FCC Approves Sprint-Clearwire WiMax Deal

The $14.5 billion merger between Sprint's Xohm division and Clearwire's broadband operations clears the final regulatory hurdle. Sprint and Clearwire's 4G WiMax bet has drawn investments from heavy hitters Intel, Google, Comcast and Time Warner.

Sprint Nextel and Clearwire cleared the final regulatory hurdle to creating a nationwide WiMax network Nov. 4 as the Federal Communications Commission approved the $14.5 billion merger of Sprint's Xohm division with Clearwire's operations. The new company will operate with the Clearwire name.

The merger approval capped a long day at the FCC as the agency also approved the $28.1 billion Verizon-Alltel merger and established rules for the use of unlicensed devices in the interference buffer zones between television channels known as white spaces.

Since staking out a claim on WiMax as its technology of the future two years ago only to have a tentative deal with Clearwire fall apart, Sprint revived its WiMax bet in May with the merger announcement. Among the heavy hitters investing in the venture are Intel, Google, Comcast and Time Warner. The strategic investors will be acquiring about 22 percent of the new company.

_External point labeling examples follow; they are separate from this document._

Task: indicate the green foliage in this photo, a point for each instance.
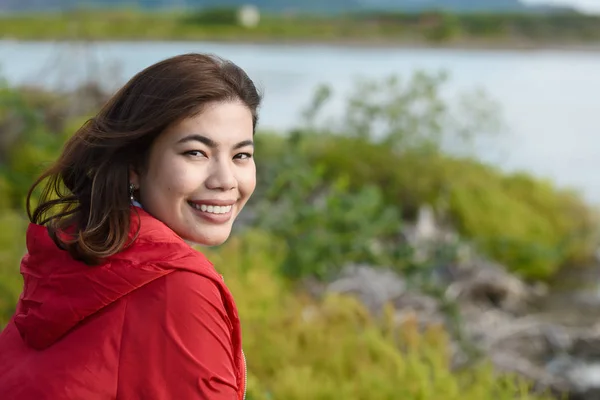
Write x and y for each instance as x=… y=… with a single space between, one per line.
x=213 y=16
x=398 y=135
x=221 y=24
x=298 y=348
x=324 y=224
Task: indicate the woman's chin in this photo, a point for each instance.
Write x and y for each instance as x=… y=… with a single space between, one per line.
x=207 y=240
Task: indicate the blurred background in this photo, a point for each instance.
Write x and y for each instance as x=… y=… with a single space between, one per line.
x=425 y=225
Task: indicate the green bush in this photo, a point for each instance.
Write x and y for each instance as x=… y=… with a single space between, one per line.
x=300 y=349
x=393 y=137
x=214 y=16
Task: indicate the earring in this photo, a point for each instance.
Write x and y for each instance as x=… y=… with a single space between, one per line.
x=131 y=190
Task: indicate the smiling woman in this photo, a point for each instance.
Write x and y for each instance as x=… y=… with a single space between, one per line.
x=116 y=303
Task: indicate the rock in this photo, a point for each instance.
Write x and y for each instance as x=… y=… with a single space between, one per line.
x=490 y=284
x=373 y=287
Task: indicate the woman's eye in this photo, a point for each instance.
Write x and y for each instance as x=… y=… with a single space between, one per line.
x=195 y=153
x=243 y=156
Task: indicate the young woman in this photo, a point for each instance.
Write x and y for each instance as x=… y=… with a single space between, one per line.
x=116 y=303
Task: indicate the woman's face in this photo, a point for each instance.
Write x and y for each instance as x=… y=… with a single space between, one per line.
x=200 y=173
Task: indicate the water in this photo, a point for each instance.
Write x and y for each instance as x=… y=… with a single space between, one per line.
x=549 y=99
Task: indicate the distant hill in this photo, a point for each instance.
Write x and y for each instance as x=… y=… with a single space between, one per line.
x=277 y=6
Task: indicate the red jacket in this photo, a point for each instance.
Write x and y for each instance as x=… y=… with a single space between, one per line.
x=154 y=322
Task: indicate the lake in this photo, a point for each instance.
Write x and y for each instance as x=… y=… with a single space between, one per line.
x=550 y=100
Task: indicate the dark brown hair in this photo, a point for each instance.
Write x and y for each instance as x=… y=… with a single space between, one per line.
x=84 y=198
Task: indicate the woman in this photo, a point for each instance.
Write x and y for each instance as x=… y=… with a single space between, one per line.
x=116 y=304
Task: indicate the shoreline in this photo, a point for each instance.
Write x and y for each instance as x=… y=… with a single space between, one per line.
x=378 y=43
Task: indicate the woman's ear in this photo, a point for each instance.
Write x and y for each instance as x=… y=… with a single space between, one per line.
x=134 y=177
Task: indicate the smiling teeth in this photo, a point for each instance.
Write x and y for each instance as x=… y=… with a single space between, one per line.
x=212 y=209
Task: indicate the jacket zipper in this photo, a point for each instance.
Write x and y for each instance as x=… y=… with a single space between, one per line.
x=245 y=375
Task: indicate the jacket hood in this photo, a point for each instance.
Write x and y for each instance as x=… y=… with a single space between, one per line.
x=60 y=292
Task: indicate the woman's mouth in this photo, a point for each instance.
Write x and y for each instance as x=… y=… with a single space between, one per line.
x=212 y=212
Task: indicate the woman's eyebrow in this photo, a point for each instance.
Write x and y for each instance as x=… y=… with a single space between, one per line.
x=211 y=143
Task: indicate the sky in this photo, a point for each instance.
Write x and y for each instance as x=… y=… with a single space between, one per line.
x=585 y=5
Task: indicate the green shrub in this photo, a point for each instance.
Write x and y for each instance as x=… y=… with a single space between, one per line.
x=213 y=16
x=298 y=348
x=395 y=136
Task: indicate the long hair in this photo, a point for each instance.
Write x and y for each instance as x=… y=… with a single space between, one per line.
x=84 y=200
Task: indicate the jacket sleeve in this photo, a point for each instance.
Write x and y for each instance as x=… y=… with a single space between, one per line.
x=177 y=343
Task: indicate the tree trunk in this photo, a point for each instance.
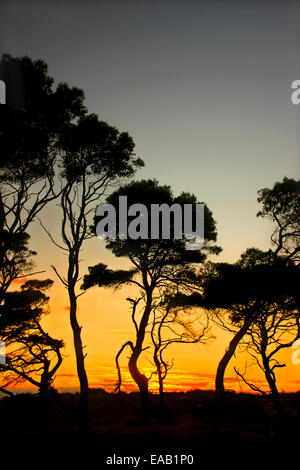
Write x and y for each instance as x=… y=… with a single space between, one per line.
x=142 y=382
x=228 y=355
x=161 y=384
x=82 y=376
x=139 y=378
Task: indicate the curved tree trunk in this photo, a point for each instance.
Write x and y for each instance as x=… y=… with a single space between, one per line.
x=228 y=355
x=82 y=376
x=139 y=378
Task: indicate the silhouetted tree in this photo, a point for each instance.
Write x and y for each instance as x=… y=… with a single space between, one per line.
x=32 y=354
x=95 y=156
x=158 y=265
x=276 y=327
x=30 y=122
x=281 y=205
x=174 y=322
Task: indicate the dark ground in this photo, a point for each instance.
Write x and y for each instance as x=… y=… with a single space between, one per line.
x=243 y=429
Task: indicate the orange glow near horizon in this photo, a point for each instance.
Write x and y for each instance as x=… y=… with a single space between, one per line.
x=105 y=316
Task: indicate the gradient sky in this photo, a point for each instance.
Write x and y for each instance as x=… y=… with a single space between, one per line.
x=204 y=89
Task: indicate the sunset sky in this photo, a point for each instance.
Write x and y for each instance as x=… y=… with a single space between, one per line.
x=204 y=90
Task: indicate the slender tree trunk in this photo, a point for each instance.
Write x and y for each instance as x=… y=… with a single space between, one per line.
x=139 y=378
x=228 y=355
x=160 y=384
x=142 y=382
x=82 y=376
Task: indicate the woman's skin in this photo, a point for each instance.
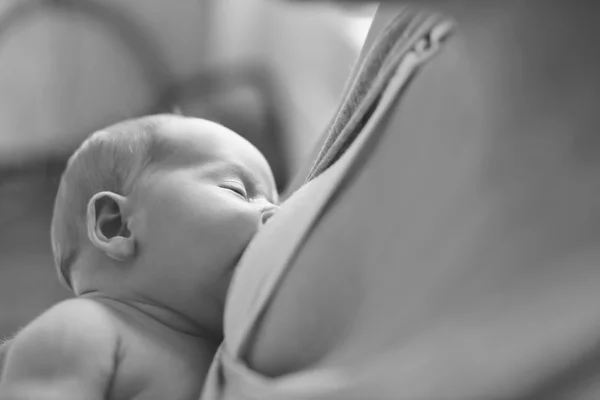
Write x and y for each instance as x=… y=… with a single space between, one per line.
x=511 y=105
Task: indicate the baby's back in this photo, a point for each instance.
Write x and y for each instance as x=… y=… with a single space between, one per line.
x=157 y=362
x=106 y=350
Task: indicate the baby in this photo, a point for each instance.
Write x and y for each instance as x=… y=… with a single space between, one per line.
x=150 y=220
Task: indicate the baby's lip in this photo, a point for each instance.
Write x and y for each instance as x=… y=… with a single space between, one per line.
x=266 y=215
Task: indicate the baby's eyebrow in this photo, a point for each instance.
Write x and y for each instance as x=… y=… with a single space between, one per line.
x=223 y=167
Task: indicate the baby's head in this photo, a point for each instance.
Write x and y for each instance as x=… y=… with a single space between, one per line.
x=159 y=209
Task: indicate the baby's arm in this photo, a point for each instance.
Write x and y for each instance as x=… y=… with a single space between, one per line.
x=67 y=353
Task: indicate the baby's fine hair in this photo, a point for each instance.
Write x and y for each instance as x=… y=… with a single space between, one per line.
x=109 y=160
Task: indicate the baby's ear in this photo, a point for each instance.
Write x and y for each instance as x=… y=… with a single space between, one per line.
x=107 y=226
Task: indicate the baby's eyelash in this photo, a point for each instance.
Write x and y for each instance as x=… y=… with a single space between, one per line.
x=236 y=188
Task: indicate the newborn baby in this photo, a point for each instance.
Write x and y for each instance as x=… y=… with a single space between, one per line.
x=150 y=220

WiMax's 4G technology allows for the delivery of last-mile wireless broadband access. WiMax promises faster download speeds than current cellular networks and has the potential to be a competitor to fixed-line broadband such as DSL. Verizon Wireless, AT&T and other mobile carriers have committed to a 3G technology known as LTE.

"[Clearwire] will enhance competition and solidify wireless as an additional broadband platform," FCC Chairman Kevin Martin said. "Moreover, Clearwire committed to embrace more open networks, one open to all applications and devices. This approach will spur innovation and give greater choice and improved services to consumers."

Considering the FCC's open network mandates for the spectrum won by Verizon Wireless in March's 700MHZ auction and the decision to open white spaces, Martin said wireless carriers are making "considerable progress" in opening their networks to legal devices and services.

"The availability of third-party handsets with the capability of downloading the applications of the user's choice will provide substantial opportunities and competitive pressure to ensure that the benefits of open platforms are realized," Martin said, adding that there is a now a "ripe field for wireless innovation and growth."

FCC Commissioner Michael Copps also praised the competitive aspects of the Sprint-Clearwire merger.

"This network will provide millions of Americans with an additional option in the market for high-speed fixed broadband access-which is currently a duopoly or worse between cable and phone companies," Copps said in a statement. "The new network will also provide millions of Americans with a new option for mobile broadband Internet access-also currently a duopoly or worse between incumbent providers. So this counts as very good news for American consumers."

Sprint CEO Dan Hesse said in October at the official launch of the nation's first WiMax network in Baltimore it will ultimately cost $3 billion to $5 billion to build out the network. Intel will invest about $1 billion in Clearwire, while Comcast plans to contribute a little more than $1 billion. Time Warner is putting up $550 million and Google $500 million.